The cursor-based scan is also an excellent opportunity to use recursion, especially with Elixir. It should be easy enough given Erlang (thus Elixir) implements tail-call optimization.

The solution I came up with is using Redix to interact with Redis.

  @max_scan_count 1000

  def process_scan(key, filters, cursor, func) do
    command = [
      "SCAN",
      cursor,
      "MATCH",
      "#{key}",
      "COUNT",
      @max_scan_count
    ]

    {:ok, [new_cursor, keys]} = Redix.command(:cache, command)

    keys =
      keys
      |> filter_by(filters)

     case new_cursor do
      "0" ->
        func.(keys)

      _ ->
        func.(keys) ++ process_scan(key, filters, new_cursor, func)
    end
  end

the key argument can be any argument accepted by SCAN e.g. my-key-12*
the filters argument can be a list of additional filtering options – if an empty list provided, no further filtering is applied
the cursor is a cursor position returned by SCAN (on the first invocation set as 0)

The interesting argument is the func argument which can be any function that should be applied on found keys.

Let's say we want to count all keys in our DB, matching a pattern: my-key-123*. We can call our recursive function as:

process_scan("my-key-123*", [], 0, fn found_keys ->
  [length(found_keys)]
end)
|> Enum.reduce(0, fn res, acc -> acc + res end)

This snippet will go through all keys in DB matching a given pattern, and on each batch, it will run our callback, so the result is a list of lengths of each batch. We reduce that list to get the final number indicating an absolute number of matching elements.

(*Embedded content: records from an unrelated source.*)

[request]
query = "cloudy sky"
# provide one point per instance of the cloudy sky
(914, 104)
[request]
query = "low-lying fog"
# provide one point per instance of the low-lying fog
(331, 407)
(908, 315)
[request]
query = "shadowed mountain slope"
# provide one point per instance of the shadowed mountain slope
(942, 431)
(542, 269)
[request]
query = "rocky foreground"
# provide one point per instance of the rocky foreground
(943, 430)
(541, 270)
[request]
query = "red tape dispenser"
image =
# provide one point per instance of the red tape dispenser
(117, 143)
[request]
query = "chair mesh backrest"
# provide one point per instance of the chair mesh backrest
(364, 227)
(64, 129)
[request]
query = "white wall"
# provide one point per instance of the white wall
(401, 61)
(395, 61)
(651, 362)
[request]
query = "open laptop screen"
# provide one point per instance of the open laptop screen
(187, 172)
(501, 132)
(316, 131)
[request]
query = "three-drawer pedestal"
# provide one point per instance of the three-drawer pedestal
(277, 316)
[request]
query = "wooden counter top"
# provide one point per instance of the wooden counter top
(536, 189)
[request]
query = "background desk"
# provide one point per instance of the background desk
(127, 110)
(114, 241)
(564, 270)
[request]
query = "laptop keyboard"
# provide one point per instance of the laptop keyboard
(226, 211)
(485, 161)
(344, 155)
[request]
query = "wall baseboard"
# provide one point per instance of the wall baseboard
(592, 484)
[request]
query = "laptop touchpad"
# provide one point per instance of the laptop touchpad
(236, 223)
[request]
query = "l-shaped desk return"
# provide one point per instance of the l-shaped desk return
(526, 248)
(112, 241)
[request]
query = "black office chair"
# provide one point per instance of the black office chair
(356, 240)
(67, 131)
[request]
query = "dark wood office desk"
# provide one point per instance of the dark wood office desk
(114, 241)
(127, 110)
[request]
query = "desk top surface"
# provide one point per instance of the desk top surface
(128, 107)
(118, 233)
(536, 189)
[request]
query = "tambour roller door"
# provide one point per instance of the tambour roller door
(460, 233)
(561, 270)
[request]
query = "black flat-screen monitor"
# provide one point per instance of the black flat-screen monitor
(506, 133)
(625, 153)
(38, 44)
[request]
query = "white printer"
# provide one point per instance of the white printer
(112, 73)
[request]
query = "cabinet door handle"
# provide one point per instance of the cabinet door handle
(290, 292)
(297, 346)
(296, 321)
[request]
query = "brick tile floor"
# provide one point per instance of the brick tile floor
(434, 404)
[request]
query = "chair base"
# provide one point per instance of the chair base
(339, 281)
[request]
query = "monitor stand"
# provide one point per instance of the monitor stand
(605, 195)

The callback function can be more sophisticated than that. For example, we can invalidate found keys like so

  defp invalidate_by_keys(keys) do
    case Redix.command(:cache, ["DEL"] ++ keys) do
      {:ok, result} -> {:ok, result}
      _ -> {:error, :no_key}
    end
  end

and use it in our recursive function:

process_scan(key, filters, 0, fn found_keys ->
  case invalidate_by_keys(found_keys) do
    {:ok, res} -> [res]
    {:error, _} -> [0]
  end
end)

So, as a result, we receive a list where elements are numbers indicating how many records were invalidated in each batch returned from the SCAN command.

So far, this approach was working fine on a DB with a few million items. Note that performance is not a critical requirement for my use case, but it performs well enough. I assume this is thanks to BEAM optimizations on recursion.